Move at Miami's Barbara Gillman Gallery suffers from a vague focus, presenting an erratic array of work by artists with Florida ties who've moved to New York, among them Gilberto Ruiz, Deborah Schneider and Ward Shelley. It's the kind of show you look at for compelling individual pieces, but first you have to overlook the faulty connections often surrounding them.

It's not really clear, for example, what Thomas Koole's nervy and spooky little sculptures -- with bits of genitalia and more than a few intimations of torture instruments -- are doing next to Scott Richter's richly saturated, thickly surfaced mixed-media paintings. The aggressive composition in Richter's Tomboy still looks wet, fat with messy frosting-like paint, but it confidently unravels the crisp certitude underlying Modernist abstractions such as those of Piet Mondrian.

A trio of terse photographic portraits by Judith Page is another notable inclusion, with an oily coating of flesh-colored paint nearly obscuring off-beat photographs of a young woman.
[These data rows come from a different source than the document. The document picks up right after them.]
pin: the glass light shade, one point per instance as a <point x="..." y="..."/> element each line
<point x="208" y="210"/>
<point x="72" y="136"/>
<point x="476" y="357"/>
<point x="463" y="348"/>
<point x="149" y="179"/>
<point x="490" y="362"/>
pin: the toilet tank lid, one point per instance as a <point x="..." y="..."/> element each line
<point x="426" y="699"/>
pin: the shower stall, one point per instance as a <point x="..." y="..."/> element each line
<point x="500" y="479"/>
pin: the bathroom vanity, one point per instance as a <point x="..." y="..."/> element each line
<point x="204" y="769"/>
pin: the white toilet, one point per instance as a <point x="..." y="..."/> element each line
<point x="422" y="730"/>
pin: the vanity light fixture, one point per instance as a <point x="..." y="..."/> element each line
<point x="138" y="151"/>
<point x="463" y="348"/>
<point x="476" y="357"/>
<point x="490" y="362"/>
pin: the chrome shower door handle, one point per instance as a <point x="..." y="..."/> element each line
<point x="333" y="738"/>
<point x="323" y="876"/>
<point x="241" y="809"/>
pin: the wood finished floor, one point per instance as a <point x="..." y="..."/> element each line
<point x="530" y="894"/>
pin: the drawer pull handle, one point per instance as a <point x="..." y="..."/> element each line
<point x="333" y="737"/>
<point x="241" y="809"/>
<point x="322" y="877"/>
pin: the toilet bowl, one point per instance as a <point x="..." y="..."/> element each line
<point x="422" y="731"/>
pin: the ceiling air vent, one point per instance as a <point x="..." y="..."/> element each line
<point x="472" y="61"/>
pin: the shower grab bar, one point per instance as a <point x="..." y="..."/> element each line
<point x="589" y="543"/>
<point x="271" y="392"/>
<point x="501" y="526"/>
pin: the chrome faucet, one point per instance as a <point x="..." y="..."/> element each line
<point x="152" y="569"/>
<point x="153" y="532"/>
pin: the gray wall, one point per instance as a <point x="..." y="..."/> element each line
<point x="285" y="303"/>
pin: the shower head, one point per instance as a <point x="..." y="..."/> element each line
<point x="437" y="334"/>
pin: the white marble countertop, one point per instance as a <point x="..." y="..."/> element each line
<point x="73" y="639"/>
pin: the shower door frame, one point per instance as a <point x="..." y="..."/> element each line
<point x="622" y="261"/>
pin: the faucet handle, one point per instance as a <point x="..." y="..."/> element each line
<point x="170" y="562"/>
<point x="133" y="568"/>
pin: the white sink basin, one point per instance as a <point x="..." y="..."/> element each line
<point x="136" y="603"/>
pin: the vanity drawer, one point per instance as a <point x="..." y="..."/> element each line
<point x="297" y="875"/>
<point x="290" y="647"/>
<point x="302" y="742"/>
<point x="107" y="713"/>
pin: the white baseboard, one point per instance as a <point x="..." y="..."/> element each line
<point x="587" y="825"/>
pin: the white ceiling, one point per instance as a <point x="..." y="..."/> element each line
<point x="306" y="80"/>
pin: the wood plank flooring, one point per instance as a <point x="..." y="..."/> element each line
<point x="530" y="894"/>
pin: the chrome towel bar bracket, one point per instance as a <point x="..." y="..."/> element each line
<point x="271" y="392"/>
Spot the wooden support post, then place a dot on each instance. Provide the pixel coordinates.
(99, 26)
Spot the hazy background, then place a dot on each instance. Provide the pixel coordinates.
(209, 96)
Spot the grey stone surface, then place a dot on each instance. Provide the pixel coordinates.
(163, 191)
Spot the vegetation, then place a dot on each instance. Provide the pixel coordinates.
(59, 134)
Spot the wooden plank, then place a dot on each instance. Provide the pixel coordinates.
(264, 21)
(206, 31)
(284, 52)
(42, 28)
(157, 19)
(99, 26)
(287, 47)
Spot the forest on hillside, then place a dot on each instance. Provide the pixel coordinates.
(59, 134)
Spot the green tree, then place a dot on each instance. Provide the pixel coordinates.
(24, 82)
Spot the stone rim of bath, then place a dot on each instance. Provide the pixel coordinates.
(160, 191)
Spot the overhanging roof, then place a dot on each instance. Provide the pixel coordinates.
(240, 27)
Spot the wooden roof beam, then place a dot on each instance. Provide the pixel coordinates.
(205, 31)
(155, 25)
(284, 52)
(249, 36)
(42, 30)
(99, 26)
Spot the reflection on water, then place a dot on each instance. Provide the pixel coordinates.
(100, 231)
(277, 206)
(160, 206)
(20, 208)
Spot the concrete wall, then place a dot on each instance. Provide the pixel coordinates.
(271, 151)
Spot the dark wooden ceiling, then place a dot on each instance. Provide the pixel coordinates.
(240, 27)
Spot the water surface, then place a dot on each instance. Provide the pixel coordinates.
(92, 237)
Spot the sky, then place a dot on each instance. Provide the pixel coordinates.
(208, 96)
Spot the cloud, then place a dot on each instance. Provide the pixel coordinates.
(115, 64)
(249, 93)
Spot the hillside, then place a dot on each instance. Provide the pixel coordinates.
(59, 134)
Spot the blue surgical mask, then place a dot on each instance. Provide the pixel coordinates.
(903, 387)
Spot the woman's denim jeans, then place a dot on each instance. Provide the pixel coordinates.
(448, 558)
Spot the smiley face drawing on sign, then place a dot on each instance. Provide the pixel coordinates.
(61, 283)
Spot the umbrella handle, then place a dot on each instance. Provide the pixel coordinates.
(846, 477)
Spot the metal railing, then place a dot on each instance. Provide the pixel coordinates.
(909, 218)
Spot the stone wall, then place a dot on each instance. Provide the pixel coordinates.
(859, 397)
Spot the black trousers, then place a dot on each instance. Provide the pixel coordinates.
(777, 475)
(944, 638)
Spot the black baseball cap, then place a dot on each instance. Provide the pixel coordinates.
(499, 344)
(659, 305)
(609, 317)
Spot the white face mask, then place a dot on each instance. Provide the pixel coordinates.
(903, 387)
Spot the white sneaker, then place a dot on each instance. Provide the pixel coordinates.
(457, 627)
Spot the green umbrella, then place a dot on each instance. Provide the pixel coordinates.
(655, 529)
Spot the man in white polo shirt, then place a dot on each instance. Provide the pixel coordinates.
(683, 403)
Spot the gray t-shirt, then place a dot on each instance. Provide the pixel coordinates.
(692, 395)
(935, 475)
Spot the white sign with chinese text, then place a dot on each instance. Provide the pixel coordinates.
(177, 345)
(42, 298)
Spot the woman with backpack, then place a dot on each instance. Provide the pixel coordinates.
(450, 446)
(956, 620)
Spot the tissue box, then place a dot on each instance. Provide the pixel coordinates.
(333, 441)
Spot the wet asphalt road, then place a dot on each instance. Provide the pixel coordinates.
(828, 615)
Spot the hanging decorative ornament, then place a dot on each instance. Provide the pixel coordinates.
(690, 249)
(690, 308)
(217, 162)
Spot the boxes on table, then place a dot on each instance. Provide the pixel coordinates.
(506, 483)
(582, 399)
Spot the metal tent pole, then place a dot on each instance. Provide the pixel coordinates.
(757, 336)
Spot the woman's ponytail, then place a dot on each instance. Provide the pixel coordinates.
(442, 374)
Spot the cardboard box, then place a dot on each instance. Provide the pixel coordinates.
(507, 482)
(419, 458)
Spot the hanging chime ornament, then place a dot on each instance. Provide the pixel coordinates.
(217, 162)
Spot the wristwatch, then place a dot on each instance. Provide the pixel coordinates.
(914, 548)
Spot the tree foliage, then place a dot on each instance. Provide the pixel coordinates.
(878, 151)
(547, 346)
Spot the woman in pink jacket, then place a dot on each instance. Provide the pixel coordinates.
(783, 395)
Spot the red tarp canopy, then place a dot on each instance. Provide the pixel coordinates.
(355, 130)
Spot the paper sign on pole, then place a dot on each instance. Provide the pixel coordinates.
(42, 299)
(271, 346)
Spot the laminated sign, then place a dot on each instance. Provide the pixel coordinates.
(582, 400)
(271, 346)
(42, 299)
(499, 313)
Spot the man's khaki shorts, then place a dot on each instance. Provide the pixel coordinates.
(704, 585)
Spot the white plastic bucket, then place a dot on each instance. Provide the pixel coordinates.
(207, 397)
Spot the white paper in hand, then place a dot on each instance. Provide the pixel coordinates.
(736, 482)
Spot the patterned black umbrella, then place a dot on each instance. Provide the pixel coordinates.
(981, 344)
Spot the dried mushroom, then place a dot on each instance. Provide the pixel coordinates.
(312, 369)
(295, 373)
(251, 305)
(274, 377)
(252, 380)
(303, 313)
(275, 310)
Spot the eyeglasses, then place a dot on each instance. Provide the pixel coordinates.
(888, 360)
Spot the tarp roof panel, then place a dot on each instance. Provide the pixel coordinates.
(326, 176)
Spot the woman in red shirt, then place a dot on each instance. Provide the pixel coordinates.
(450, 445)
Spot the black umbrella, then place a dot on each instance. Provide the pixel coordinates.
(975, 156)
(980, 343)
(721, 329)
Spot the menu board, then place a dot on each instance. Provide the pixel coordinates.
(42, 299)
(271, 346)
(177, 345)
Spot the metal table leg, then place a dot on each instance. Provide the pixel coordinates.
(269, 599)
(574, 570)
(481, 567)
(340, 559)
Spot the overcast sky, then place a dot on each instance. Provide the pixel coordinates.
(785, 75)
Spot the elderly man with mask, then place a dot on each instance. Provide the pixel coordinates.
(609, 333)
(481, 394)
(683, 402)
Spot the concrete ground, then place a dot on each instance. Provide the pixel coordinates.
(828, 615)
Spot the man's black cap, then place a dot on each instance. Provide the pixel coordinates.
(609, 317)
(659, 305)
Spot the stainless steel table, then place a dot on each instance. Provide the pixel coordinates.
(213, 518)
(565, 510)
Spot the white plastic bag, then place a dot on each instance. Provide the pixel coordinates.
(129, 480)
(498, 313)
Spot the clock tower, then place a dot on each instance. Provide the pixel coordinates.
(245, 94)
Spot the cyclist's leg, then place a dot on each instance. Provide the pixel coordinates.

Her barely indistinguishable expressions -- identified in their titles as postures of waiting, seething and laughing -- are funny for their upfront blandness, perhaps exposing the true dullness of ubiquitous celebrities snapped in similar poses.

The show also includes a video documenting Shelley's performance during the show's opening. Encased in a transparent plastic get-up connected to an umbilical cord-like tube that wound throughout the gallery, Shelley, in his persona of Bubble Boy, walked the line between entertainment and a sinister sort of surveillance.